5/10
Well-shot rip-off
21 October 2018
As far as "Exorcist" rip offs go, "L'Anticristo" isn't as bad as "Beyond the Door", which is small praise indeed. It benefits in numerous scenes from the cinematography of one Aristede Massaccessi - otherwise known as trash purveyor Joe D'amato. This is the guy who was so eager to cash-in on Hollywood success stories that he would generally go into production on a movie as soon as he heard that one like it was being produced in America. He wouldn't even wait to see the finished product.

If you have ever had to sit through one of those cinematic turds, you might be surprised to hear that the man did indeed have talent. I still commend people to his best movie, "Buio Omega", which showed that within that money-grubbing exterior beat the heart of an artist - even if it was an artist who wanted to show you people's fingernails being ripped out.

But that's enough about D'Amato. We're here to talk about "L'Anticristo", the 1974 "Exorcist" cash-in. What is there to say about this movie? Not a whole lot, it turns out, except for the astoundingly silly premise. I'm not talking about the supernatural junk - obviously nobody expects that to be plausible. I'm talking about the film's supposed catalyst for its protagonist's possession. You see, she's a sexually frustrated paraplegic who lost the ability to walk in a car accident when she was a child. Why, or how, does she become 'possessed'? She endures a hypnosis session designed to help her walk again. How is hypnosis supposed to help her do that? Did the car accident merely cause her to forget?

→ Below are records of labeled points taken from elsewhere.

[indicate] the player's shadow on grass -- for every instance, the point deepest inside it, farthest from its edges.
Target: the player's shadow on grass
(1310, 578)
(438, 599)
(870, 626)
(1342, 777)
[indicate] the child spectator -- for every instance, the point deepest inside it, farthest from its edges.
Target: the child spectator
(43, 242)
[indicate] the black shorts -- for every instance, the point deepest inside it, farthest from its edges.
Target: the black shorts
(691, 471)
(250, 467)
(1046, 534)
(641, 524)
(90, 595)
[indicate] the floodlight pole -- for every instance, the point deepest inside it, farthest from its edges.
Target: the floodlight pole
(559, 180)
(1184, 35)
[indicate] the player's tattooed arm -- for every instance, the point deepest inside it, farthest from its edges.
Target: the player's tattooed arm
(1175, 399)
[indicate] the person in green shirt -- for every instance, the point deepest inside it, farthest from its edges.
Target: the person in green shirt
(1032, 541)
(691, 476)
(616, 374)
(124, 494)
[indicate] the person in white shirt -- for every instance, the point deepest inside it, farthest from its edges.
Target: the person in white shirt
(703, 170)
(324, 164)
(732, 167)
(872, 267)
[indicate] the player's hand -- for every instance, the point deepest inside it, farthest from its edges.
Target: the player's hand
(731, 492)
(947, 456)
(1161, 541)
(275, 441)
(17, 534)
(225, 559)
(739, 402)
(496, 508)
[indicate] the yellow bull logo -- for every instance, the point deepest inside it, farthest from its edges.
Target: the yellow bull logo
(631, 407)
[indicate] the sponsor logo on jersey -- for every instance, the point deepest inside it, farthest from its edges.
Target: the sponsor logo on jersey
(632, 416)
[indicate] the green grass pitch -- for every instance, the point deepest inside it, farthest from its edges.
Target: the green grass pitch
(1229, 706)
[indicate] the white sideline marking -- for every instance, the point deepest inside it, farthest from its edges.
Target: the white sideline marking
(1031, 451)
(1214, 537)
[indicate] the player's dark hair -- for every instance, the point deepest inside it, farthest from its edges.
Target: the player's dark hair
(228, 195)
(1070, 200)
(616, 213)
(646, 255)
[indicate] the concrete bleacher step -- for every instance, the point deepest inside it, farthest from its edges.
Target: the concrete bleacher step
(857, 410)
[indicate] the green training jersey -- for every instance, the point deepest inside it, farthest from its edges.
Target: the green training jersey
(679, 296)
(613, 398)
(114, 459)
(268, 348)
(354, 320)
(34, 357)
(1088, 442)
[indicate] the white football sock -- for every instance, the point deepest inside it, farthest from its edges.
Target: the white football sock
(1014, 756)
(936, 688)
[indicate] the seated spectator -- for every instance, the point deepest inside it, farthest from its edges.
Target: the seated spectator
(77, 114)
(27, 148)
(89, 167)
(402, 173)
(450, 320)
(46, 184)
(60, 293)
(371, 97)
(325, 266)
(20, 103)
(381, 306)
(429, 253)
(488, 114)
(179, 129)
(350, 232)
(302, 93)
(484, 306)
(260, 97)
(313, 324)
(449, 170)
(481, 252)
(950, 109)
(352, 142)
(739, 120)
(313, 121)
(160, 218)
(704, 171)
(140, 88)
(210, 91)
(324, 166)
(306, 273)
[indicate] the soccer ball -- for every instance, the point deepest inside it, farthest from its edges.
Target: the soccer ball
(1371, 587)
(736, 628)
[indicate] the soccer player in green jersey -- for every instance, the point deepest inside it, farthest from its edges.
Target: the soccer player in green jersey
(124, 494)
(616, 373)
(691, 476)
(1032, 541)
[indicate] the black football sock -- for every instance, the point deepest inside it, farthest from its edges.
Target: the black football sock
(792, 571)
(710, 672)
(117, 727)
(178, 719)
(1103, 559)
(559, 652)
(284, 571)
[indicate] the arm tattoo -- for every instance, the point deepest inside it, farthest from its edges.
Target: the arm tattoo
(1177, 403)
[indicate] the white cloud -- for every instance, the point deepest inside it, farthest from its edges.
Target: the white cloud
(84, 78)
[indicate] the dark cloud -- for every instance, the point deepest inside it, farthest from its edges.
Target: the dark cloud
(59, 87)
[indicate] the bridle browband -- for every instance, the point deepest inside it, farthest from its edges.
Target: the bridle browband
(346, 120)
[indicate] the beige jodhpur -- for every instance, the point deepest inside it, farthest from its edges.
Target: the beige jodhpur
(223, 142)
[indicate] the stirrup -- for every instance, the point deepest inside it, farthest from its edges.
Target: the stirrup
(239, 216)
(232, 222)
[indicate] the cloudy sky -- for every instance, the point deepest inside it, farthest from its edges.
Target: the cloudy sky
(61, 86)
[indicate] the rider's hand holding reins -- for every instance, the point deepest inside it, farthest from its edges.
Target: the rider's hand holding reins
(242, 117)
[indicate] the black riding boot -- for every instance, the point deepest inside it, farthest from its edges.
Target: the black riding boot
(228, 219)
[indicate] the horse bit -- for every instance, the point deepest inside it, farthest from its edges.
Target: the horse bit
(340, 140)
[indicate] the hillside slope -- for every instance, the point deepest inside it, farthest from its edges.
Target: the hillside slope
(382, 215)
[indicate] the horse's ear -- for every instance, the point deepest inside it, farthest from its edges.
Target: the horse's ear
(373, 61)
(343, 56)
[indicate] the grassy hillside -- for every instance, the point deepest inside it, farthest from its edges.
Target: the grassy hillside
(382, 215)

The movie is a little more interesting than the typical "Exorcist" clone in that the woman in this story has been "possessed" by the spirit of a medieval witch, who she perhaps was in a past life. The scenes with the witch are interestingly shot, reminding me of Russell's "The Devils", and the scene where the woman meets Satan is also strikingly shot.

However, after these scenes the movie falls back onto its source material, with the requisite projectile vomiting and levitation, which can't do anything other than remind you how better the original movie was than the one you're watching.

It finishes with a chase scene in an ancient ruin, which is again well shot, and a welcome relief from the indoor scenes where the movie ticked off all the motifs "Exorcist" made famous.